Airstream Deviation Due to Inflow
A jet or rocket stream issuing from a nozzle acts like a hydrodynamic sink on the surrounding free-stream cold air flow. H. B. Squire and J. Trouncer (1944) produced beautiful isocline maps of the free-stream deviation angles around a jet (Figure 4.6). The sense of the deviation angles is for the surrounding free-stream flow to feed into the jet. Squire and Trouncer’s calculated deviation angles are parameterized in terms of the ratio of jet to free-stream velocities. The larger the velocity ratio, the larger is the deviation angle.
If airspeed is reduced from a trim value at a fixed throttle setting, the ratio of jet to free-stream velocity increases. This increases the free-stream deviation angles into the jet at any given location. In the common case in which the jet passes under the horizontal tail, this increases the effective downwash angle as the speed is reduced. This in turn provides a nose-up pitching moment at speeds below trim, a destabilizing effect.
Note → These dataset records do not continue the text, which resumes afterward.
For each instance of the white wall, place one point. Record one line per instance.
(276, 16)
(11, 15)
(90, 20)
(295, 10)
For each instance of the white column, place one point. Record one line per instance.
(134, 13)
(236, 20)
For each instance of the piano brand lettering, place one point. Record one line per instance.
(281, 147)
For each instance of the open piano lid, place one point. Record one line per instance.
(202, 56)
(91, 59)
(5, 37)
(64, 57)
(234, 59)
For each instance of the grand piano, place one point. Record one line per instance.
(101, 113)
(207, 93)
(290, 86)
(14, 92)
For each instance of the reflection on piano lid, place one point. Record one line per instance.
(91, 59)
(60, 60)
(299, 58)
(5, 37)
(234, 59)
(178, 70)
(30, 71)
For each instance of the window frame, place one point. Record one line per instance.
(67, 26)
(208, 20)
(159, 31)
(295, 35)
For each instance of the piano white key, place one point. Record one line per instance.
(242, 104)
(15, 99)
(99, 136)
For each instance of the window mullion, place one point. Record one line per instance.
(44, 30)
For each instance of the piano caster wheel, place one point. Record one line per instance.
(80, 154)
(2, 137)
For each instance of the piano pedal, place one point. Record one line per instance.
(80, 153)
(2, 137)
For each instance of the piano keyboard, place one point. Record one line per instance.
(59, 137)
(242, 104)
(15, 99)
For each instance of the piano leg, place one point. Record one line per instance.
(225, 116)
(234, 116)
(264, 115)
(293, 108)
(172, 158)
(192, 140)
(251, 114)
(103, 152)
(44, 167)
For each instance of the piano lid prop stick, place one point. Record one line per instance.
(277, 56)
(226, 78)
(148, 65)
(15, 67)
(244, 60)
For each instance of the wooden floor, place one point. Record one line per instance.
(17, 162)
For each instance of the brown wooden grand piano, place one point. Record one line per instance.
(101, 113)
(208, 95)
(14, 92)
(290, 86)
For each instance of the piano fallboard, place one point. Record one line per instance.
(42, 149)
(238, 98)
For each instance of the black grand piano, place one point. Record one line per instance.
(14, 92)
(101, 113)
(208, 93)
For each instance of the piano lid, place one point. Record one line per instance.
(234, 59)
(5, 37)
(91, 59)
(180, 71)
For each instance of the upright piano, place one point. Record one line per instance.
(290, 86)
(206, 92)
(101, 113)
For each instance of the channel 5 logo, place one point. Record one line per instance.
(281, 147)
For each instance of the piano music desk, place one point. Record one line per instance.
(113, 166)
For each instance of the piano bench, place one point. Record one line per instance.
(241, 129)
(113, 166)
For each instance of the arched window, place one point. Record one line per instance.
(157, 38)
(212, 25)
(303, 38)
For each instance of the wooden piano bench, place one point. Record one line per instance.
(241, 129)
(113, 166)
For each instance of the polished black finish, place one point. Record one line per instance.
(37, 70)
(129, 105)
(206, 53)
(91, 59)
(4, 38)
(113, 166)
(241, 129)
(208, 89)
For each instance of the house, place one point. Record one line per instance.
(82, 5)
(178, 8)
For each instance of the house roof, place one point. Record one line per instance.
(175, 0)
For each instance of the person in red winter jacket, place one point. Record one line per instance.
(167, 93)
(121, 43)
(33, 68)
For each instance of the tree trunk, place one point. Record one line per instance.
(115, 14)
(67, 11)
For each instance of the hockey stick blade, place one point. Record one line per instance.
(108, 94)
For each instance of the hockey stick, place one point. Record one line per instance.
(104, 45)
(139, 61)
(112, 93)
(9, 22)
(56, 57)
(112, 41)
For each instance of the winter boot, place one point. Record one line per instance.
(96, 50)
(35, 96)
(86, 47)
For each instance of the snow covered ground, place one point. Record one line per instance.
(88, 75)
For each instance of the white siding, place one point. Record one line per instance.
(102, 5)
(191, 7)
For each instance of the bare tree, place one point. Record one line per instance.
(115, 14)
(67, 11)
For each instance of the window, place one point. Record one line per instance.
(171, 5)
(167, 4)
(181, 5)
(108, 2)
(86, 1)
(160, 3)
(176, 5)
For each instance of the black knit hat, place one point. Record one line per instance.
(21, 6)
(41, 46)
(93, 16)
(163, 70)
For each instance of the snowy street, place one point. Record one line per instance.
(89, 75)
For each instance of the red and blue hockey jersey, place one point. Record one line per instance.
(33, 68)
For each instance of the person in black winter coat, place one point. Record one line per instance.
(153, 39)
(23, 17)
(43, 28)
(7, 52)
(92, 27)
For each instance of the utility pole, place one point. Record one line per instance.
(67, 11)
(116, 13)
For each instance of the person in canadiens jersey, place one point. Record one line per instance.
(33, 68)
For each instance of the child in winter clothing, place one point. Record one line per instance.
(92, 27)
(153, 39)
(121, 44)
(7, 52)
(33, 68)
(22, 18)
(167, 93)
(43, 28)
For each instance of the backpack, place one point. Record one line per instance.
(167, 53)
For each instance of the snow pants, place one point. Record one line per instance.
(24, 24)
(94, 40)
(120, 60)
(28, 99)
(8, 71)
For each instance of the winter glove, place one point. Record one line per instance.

Forward neutral point shifts of as much as 10 percent of the wing mean chord are found for airplanes whose jet exhausts are forward of the horizontal tail. Conversely, only minor stability effects are measured for jet exhausts behind the horizontal tail.
Squire and Trouncer’s calculated stream deviation angles into a jet are for a jet stream at the same temperature as a free stream. A correction is needed to apply their data to the heated jets that come from actual jet or rocket engines. The equivalent cold jet velocity ratio is related to the actual jet velocity ratio by a function involving the ratio of the jet temperature to free-stream temperature.